In November 2014 a bill to take power away from the State Department in the decisionmaking process of approving Keystone XL was almost forced through Congress. The opposition had the minority and the bill did not pass due to one vote (Mother Jones). The final count was 59 “yes,” but 60 “yes” votes were needed to pass the legislation that would have tried to push through KXL. Obama who up to this point was politically opposed to the pipeline, as it had become a 100%  partisan issue, was getting sick of KXL as it had been around his entire administration.

The protests and movements around Keystone XL had shed new light on the issue that was once well hidden. This along with the completion of the southern route in 2014 gave Obama little reason to resist rejecting the northern portion Keystone XL. 

On November 6, 2015 President Barack Obama would reject the Keystone XL but unlike he had done in 2012, he was rejecting it due to environmental impacts (Democracy Now).
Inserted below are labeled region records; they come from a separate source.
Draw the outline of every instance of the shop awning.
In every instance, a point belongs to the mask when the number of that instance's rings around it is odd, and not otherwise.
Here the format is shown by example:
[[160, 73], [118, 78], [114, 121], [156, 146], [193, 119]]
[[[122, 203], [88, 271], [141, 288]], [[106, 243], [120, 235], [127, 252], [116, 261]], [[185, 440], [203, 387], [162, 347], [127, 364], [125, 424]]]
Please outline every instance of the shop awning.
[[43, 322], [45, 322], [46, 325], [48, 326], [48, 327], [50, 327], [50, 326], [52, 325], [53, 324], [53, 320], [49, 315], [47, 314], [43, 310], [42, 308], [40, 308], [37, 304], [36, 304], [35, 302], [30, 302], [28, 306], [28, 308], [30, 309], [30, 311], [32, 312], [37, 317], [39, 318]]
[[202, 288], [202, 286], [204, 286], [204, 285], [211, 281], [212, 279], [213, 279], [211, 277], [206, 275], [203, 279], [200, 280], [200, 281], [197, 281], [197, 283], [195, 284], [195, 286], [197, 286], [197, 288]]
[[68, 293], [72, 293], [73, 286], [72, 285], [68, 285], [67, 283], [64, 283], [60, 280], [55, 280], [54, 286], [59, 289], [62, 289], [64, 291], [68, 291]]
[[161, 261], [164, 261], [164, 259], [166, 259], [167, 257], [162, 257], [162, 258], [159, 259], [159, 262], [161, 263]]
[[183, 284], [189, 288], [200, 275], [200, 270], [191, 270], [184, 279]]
This was the end of the Keystone XL battle under the Obama Administration and was a time of rest for all of those who had put the time and effort into defeating it.

Since the Keystone Rejection

In 2016 a lawsuit by TransCanada against the Obama Administration, claimed that his rejection of Keystone XL was a violation of the North American Free Trade Agreement (Washington Post). TransCanada was requesting that the U.S pay it billion dollars because of wasted time, money and effort on the blocked northern route. Although this suit was threatened in January 2016 TransCanada moved forward with the official arbitration process on the 25, June (Huffington Post). The process was most likely underway when Donald Trump stepped into office.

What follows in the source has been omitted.